- When Europeans first arrived in the New World, there were millions of Wild Turkeys ranging from Canada to Mexico.
2. Due to habitat loss and extensive hunting, this figure was reduced to about 30,000 by 1940.
3. The last native Wild Turkey in Ontario was recorded in 1902.
4. A male turkey has a wingspan of about 64 inches and weighs about 16 pounds.
5. Compare this to a male Trumpeter Swan which has wingspan of about 80 inches and weighs about 13.7 pounds or a male Canada Goose which has a wingspan of about 60 inches and weighs about 9.8 pounds.
6. The best place to see Wild Turkeys in the Toronto area is at Lynde Shores near Whitby. On Boxing Day, 2018 there were more than a dozen present and they are relatively tame.
7. They occasionally show up in High Park as in these photos:
8. Reintroduction of Wild Turkeys in Ontario began in earnest in the 1980’s. In 1984, Ontario received 284 Wild Turkeys from various U.S. states in exchange for river otters, partridge, geese and moose.
9. Wild Turkeys are now plentiful in Muskoka and have been seen as far north as Nipissing.
10. Turkeys in northeastern North America use mature oak-hickory forests and humid forests of red oak, beech, cherry and white ash. The forest at Lynde Shores is one of the latter.
11. Wild Turkeys forage in groups for plant matter, mostly on the ground, but sometimes climbing into shrubs or low trees for fruit.
12. In fall, winter and early spring, they scratch the forest floor for acorns, beech nuts, hickory nuts, wild black cherries, white ash seeds and other seeds and berries.
13. When deep snow covers the ground, they eat hemlock buds, evergreen ferns, Sensitive Fern fronds, club mosses and burdock.
14. In late spring and summer, Wild Turkeys strip seeds from sedges and grasses and will eat salamanders, snails, beetles and other insects.
15. Wild Turkeys nest on the ground in dead leaves, in thick shrubbery or even in open hayfields.
16. There are 4 -17 eggs which are incubated for 25 – 30 days.
17. Wild Turkeys get around mostly by walking but are also able to run and fly.
18. At sundown, turkeys fly into the lower branches of trees and gradually move higher to a good roosting spot.
19. Courting males gobble in order to attract females and to discourage competing males.
20. They display for females by strutting with their tails fanned and wings lowered while making various non-vocal sounds.
21. Males breed with multiple females and leave the chick-rearing to them.

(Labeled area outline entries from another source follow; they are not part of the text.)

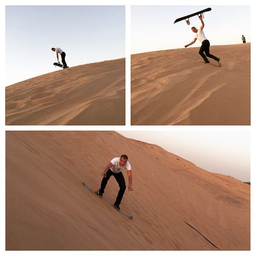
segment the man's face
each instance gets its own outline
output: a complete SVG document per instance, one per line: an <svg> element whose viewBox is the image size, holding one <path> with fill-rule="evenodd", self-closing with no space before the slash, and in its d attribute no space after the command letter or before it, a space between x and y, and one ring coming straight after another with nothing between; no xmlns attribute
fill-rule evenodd
<svg viewBox="0 0 256 256"><path fill-rule="evenodd" d="M119 160L119 165L121 166L123 166L127 162L127 159L125 159L123 157L121 157Z"/></svg>
<svg viewBox="0 0 256 256"><path fill-rule="evenodd" d="M192 31L194 33L197 33L198 30L197 30L197 29L196 29L196 28L192 28Z"/></svg>

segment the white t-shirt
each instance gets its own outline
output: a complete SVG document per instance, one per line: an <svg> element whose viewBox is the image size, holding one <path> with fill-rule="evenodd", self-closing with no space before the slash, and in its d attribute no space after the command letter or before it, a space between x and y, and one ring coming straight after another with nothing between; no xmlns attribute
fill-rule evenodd
<svg viewBox="0 0 256 256"><path fill-rule="evenodd" d="M63 52L63 51L60 48L55 48L55 52L60 55Z"/></svg>
<svg viewBox="0 0 256 256"><path fill-rule="evenodd" d="M204 31L201 28L199 28L197 31L197 33L196 34L196 38L201 43L202 43L204 40L206 40L206 38L205 37Z"/></svg>
<svg viewBox="0 0 256 256"><path fill-rule="evenodd" d="M122 172L125 170L132 170L132 167L130 163L127 161L126 164L123 166L121 166L119 165L120 157L115 157L113 158L110 162L113 164L113 166L110 168L110 170L115 173L118 173L120 172Z"/></svg>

22. They form all-male flocks outside of the breeding season.
23. Turkeys are the second most popular game species in the U.S. after deer.
24. Males have a “beard” of feathers on the breast.
25. These birds really are named after the nation of Turkey. Early Europeans saw turkeys and they were reminded of guinea fowls which are often seen in Turkey.
Is this a coincidence or are you aware that a Wild Turkey has been present near Christie Pits (Art Eggleton Park) since the Fall of 2018? It was observed and counted during the Toronto Christmas Bird Count of 2018. It is being fed apparently by neighbours and has been named “Rose”. There was a news story interview on CBC Radio on Jan. 3, 2019 about “Rose”. I have seen the bird and it has a “beard” and apparently only 10% of females have a “beard” so I am not sure of its gender.